Pregnancy
Schizophrenia and Vitamin D Levels in Pregnancy
Assuring adequate vitamin D in pregnant moms may help prevent schizophrenia.
Posted January 5, 2019
Schizophrenia is a severe mental health condition that often requires medications to manage symptoms. Recently, researchers from the University of Queensland and Aarhus University compared the level of vitamin D at birth with the likelihood of becoming schizophrenic. They looked at over 2,600 individuals between 1981 and 2000 in Denmark.
What was found is that babies with low vitamin D had a 44 percent greater risk of having schizophrenia later in life. This is quite a significant and important finding. Past studies have also seen an association between low vitamin D and autism.
Vitamin D is a neurosteroid that is an important molecule for many functions in the body. While we are not sure, it is possible that vitamin D helps lower inflammation in the brain. Also, vitamin D can help turn on and off the genes that are related to building healthy nerve cells. Finally, it has been shown that adequate vitamin D during pregnancy helps modify the brain's ability to make and use dopamine—this might be a key to the brain's risk, at that seminal age, for the later development of schizophrenia.
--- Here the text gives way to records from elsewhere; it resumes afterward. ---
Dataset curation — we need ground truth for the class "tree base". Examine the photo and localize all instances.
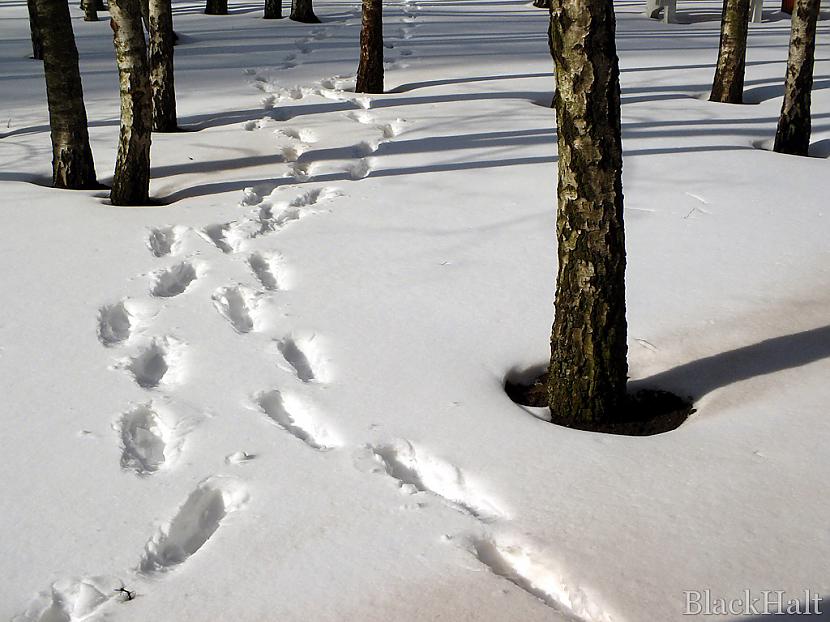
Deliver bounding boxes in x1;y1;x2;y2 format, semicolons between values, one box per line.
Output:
504;370;695;436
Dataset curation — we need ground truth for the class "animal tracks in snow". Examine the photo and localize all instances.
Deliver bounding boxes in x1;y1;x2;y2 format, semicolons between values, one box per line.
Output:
365;440;505;522
138;476;249;574
254;389;340;451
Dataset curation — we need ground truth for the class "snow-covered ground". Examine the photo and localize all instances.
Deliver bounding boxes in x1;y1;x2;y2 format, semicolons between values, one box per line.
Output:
0;0;830;622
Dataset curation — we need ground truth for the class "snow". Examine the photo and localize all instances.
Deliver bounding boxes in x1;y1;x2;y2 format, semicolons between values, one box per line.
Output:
0;0;830;622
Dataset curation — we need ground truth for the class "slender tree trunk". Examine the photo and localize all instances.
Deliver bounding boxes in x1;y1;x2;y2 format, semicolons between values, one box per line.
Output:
773;0;820;155
288;0;320;24
354;0;383;93
110;0;153;205
709;0;750;104
263;0;282;19
35;0;98;189
548;0;628;428
205;0;228;15
26;0;43;60
149;0;178;132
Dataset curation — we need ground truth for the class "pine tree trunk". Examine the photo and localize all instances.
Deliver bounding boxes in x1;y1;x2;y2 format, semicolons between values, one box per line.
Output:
263;0;282;19
35;0;98;190
773;0;820;155
26;0;43;60
149;0;178;132
709;0;750;104
288;0;320;24
548;0;628;429
354;0;383;93
83;0;98;22
110;0;153;205
205;0;228;15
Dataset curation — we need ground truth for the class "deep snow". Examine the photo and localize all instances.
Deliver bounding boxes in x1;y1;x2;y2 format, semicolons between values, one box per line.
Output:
0;0;830;622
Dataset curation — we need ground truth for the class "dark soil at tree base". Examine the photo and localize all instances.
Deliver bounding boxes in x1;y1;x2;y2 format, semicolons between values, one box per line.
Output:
504;371;695;436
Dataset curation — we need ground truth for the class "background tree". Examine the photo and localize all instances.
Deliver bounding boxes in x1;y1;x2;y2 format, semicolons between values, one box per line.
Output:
205;0;228;15
26;0;43;60
773;0;821;155
34;0;98;189
288;0;320;24
355;0;383;93
263;0;282;19
548;0;628;428
709;0;751;104
148;0;178;132
109;0;153;205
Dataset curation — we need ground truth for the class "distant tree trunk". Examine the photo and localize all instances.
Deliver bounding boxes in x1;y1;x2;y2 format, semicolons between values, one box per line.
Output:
709;0;751;104
288;0;320;24
263;0;282;19
149;0;178;132
34;0;98;189
548;0;628;429
773;0;820;155
354;0;383;93
110;0;153;205
205;0;228;15
26;0;43;60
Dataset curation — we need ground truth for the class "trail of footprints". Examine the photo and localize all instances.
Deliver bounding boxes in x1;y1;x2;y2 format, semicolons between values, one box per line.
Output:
15;6;611;622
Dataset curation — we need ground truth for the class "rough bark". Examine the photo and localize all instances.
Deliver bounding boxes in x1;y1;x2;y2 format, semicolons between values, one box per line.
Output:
149;0;178;132
205;0;228;15
548;0;628;429
110;0;153;205
26;0;43;60
709;0;750;104
263;0;282;19
773;0;820;155
288;0;320;24
34;0;98;189
355;0;383;93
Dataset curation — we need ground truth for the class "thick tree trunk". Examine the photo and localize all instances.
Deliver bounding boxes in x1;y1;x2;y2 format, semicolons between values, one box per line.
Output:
26;0;43;60
149;0;178;132
110;0;153;205
354;0;383;93
263;0;282;19
35;0;98;189
288;0;320;24
548;0;628;429
205;0;228;15
709;0;750;104
773;0;820;155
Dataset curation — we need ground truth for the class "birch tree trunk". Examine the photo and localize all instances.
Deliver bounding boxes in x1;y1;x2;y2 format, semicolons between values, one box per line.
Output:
773;0;820;155
709;0;750;104
110;0;153;205
548;0;628;429
26;0;43;60
263;0;282;19
34;0;98;189
354;0;383;93
288;0;320;24
205;0;228;15
149;0;178;132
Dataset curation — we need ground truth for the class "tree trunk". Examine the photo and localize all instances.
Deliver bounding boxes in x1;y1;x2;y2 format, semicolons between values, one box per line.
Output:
548;0;628;429
26;0;43;60
288;0;320;24
773;0;820;155
354;0;383;93
709;0;750;104
263;0;282;19
83;0;98;22
149;0;178;132
205;0;228;15
35;0;98;189
110;0;153;205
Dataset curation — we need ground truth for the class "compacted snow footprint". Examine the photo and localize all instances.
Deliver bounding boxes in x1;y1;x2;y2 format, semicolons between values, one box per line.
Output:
138;476;249;574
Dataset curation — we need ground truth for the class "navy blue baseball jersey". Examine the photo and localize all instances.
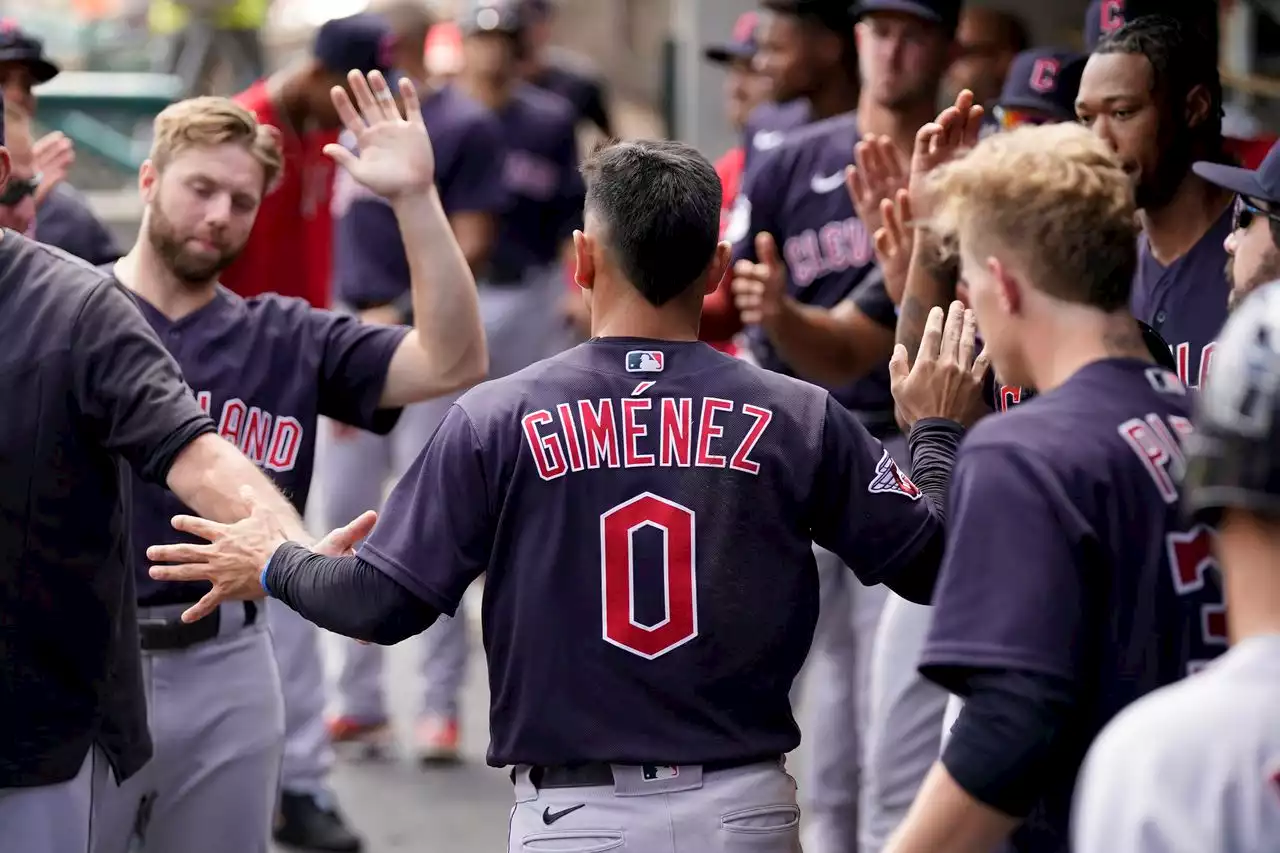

What we need to take from this study is that, although there are many contributing factors to schizophrenia, one possible way to help prevent it is to make sure each pregnant mom has adequate levels of vitamin D. She can do this by getting extra sun and also by taking a vitamin D supplement.
Also, pediatricians may want to look for low vitamin D levels in families with a history of schizophrenia and, if needed, add vitamin D to the diet of newborns.